Furlock pulled Molly into the darkness beyond the archway, towards a spiral stairway of freezing stone. As Furlock trod, lamps set in little alcoves in the walls sprang alive. Carl switched off his torch. Furlock disappeared round the corner and gave Molly a tug.

“Keep left,” he barked as she jerked forward.

There were metal plates on every fifth step, one on the left, one on the right; stepping on a plate on the left caused the lights further down the staircase to illuminate, and plunged the stairs behind Molly back into darkness. At last they reached the foot of the steps, where they found a corridor bearing a row of wooden doors with silver edging. Carl moved ahead to unlock one such door. He shouldered it open to reveal a circular stone-walled room lit by torches that nestled in iron holders. The room breathed out rancid air; it had the haunted stench of a stagnant midnight pond.

Furlock shoved Molly into the chamber and released the rope; she tumbled to the damp, cobbled floor. Instinctively she thrashed to release her arms. Carl shut the door. Wildly Molly looked around the ghastly vault, searching for Lowry.

Opposite her, with steps beneath it, was a portrait of Lady Orgella, flanked by torches. Orgella wore a circular, cyan eye patch. Butterflies and death’s head moths were in her hair. Her face was grey and grave, beautiful and nightmarish. Circling the room were small booths, cut high into the wall, half of them empty, half of them occupied by – flipping Nora! – the skulls or leathery, embalmed heads of people sacrificed to the Mistress of Ghouls.

Above the booths were foggy, thick-glassed windows; Molly fancied she saw blue lights spangling behind the glass.

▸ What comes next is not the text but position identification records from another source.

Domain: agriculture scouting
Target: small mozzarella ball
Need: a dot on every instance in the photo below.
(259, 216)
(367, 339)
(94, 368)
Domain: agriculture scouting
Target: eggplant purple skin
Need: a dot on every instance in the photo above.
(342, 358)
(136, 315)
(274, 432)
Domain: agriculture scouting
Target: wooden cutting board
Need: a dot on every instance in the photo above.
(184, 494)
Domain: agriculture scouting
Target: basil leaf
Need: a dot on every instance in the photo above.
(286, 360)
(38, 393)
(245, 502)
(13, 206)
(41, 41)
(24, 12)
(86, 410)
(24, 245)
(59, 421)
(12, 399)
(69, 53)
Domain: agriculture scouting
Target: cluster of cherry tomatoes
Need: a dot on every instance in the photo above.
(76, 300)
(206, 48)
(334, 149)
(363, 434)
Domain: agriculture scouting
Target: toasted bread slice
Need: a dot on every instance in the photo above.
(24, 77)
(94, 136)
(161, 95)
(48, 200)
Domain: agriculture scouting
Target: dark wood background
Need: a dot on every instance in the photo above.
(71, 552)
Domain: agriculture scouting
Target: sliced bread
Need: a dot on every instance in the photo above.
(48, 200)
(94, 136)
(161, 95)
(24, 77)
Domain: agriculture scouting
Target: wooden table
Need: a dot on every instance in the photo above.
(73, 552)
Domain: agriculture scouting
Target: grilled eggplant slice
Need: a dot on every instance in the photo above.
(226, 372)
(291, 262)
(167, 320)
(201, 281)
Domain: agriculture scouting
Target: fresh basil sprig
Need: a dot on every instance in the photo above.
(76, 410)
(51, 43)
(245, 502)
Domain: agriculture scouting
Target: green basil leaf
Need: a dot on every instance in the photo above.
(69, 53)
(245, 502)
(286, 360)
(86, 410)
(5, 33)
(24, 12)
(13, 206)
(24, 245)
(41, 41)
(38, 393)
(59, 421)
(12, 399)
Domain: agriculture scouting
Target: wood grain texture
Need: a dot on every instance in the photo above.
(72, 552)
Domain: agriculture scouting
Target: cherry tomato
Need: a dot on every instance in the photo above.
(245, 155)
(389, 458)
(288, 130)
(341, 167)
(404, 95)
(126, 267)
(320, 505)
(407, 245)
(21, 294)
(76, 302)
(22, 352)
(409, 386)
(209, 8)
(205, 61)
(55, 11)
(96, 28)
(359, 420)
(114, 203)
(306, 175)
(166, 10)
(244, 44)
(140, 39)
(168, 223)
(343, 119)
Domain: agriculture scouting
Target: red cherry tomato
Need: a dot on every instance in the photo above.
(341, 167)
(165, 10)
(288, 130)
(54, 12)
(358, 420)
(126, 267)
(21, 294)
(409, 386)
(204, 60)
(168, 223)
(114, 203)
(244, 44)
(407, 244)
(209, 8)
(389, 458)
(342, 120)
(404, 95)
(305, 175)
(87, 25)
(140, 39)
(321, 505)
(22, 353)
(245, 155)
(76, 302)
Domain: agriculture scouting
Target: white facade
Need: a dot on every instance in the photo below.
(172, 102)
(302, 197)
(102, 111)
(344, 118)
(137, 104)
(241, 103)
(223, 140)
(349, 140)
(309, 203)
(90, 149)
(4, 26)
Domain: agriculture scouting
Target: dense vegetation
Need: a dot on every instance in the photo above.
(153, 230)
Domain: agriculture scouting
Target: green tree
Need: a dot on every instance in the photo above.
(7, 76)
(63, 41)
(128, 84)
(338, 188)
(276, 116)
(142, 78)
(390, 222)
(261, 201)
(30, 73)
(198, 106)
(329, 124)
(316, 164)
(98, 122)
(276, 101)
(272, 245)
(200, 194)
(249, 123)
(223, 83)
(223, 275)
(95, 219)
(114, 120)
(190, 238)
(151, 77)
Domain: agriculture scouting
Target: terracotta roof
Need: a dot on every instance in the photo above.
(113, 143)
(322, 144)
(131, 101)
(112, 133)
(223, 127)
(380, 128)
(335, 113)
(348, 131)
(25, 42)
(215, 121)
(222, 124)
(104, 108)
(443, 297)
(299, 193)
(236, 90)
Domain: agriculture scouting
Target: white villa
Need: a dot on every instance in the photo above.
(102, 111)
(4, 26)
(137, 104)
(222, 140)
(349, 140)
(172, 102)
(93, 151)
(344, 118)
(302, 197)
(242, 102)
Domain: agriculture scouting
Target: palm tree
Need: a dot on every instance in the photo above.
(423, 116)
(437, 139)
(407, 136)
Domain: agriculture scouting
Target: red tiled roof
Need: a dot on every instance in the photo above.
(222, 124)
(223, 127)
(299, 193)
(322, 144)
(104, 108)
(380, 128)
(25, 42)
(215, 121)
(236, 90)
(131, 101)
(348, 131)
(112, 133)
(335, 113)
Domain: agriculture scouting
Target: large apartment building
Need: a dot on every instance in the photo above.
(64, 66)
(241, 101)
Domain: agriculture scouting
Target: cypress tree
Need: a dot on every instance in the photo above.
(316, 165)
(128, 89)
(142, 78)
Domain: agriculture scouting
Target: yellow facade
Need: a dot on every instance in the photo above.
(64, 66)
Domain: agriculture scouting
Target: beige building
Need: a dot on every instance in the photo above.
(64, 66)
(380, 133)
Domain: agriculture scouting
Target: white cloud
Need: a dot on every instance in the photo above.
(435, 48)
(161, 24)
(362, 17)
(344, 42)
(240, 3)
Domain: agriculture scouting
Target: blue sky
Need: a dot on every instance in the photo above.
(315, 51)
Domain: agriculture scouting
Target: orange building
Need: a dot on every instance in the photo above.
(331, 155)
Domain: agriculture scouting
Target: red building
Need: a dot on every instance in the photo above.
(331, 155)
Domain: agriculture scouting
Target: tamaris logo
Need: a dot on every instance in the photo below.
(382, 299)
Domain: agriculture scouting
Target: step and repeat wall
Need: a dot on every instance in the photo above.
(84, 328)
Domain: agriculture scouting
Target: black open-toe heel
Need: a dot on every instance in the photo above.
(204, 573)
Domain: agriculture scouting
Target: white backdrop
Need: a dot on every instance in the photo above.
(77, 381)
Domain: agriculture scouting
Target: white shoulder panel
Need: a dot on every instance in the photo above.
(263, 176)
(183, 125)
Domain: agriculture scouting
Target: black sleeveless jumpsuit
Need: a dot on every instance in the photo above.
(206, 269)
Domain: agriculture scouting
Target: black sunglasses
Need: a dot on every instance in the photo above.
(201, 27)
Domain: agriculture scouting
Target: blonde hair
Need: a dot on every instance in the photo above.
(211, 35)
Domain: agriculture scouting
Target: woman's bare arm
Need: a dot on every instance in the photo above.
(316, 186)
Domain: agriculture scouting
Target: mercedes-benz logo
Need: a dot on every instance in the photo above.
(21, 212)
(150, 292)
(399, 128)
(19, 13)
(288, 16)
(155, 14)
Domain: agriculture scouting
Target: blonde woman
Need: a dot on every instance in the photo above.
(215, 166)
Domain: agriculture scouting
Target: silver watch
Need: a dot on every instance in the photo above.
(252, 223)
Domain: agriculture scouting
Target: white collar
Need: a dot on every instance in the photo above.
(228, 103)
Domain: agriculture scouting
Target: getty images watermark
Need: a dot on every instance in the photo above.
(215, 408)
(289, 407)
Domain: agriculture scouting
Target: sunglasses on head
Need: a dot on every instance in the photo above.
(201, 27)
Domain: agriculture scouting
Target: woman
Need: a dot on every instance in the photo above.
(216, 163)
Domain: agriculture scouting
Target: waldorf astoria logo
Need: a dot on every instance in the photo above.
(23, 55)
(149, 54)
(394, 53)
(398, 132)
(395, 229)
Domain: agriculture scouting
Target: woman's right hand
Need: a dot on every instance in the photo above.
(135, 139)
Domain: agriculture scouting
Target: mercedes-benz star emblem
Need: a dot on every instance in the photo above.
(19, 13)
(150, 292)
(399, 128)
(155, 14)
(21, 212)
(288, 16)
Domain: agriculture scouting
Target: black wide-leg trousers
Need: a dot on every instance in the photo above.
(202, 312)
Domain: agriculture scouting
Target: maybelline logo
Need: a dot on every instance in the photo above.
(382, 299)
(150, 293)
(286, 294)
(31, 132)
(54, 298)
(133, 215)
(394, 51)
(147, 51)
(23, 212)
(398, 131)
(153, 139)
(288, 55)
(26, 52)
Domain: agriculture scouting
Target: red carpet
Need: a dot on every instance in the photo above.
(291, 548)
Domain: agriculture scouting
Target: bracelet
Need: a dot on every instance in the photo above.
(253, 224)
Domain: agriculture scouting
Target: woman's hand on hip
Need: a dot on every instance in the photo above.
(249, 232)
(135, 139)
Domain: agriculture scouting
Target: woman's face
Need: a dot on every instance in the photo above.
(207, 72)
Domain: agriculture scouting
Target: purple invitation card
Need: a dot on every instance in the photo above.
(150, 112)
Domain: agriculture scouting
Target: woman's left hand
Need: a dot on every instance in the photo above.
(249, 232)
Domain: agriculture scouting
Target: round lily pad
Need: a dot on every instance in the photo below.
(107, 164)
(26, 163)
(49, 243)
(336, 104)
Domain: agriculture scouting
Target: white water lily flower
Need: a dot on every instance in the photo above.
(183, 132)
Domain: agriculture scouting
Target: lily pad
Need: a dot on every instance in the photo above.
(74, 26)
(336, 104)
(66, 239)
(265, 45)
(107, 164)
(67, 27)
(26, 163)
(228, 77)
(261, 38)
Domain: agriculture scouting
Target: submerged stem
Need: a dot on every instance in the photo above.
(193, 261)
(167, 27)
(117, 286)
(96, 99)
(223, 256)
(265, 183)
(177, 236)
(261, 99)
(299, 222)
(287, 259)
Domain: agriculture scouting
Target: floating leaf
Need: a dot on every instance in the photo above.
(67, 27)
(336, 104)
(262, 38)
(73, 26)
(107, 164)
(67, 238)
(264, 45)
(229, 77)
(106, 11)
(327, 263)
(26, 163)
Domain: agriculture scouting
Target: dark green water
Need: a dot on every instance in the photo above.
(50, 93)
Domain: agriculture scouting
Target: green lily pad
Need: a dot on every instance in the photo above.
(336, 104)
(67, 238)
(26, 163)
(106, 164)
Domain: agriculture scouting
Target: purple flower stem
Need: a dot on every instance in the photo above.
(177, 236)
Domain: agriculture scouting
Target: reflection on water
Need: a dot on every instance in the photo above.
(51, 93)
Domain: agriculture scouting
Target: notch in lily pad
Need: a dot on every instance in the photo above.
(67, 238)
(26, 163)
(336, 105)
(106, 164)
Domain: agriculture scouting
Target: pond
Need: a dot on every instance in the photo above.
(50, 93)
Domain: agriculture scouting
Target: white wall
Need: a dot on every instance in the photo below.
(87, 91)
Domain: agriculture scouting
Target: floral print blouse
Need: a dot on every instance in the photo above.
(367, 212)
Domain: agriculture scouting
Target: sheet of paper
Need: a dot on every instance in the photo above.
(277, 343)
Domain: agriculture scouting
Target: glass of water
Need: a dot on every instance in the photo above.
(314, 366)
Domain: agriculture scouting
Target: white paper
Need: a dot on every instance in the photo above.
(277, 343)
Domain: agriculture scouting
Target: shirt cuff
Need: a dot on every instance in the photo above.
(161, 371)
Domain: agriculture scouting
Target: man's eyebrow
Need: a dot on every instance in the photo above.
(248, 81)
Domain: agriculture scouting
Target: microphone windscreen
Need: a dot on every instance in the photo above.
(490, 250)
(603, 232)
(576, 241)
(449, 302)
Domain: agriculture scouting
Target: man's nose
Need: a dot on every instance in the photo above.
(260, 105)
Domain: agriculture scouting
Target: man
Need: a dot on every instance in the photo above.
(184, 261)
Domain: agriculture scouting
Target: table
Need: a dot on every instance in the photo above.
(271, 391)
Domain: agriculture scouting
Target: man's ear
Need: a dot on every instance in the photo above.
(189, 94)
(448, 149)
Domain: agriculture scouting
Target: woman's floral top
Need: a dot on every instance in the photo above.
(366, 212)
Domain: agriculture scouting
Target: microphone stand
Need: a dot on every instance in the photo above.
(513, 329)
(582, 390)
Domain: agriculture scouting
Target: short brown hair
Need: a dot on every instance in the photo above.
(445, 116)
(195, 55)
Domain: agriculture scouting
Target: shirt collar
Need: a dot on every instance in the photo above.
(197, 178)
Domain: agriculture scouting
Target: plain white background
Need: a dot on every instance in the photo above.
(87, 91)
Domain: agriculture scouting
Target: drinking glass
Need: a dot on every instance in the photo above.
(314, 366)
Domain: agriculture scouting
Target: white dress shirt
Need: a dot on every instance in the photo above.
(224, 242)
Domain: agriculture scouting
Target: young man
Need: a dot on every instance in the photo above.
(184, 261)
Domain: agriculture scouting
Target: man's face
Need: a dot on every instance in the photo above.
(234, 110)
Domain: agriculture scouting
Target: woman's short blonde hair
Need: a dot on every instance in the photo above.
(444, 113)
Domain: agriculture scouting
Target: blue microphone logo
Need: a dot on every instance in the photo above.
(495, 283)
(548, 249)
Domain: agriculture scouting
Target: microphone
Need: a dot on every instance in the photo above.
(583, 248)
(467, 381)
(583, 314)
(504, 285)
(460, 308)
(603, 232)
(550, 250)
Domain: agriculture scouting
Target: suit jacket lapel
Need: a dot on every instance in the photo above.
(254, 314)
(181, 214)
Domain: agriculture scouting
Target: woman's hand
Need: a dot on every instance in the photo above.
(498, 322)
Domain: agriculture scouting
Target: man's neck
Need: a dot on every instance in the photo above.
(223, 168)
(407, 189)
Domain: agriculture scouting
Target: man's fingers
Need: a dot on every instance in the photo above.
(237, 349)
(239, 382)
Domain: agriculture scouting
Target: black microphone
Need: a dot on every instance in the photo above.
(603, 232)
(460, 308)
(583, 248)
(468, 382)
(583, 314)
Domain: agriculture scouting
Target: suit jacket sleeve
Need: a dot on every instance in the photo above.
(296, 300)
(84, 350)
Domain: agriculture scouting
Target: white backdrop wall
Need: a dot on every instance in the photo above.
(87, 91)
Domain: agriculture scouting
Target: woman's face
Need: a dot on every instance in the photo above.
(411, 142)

At ground level a large lever, the sort you’d imagine might open a lock, protruded from the wall. And in the middle of the room was a low altar…

There was a sheet draped at one end of the altar, the end nearest the demon’s portrait, and under the sheet was—

Well, it wasn’t Lowry, that’s for sure.

It was the size of a small animal, and it wasn’t moving.

Molly knew immediately who was under the sheet.

It was her oldest and truest best friend.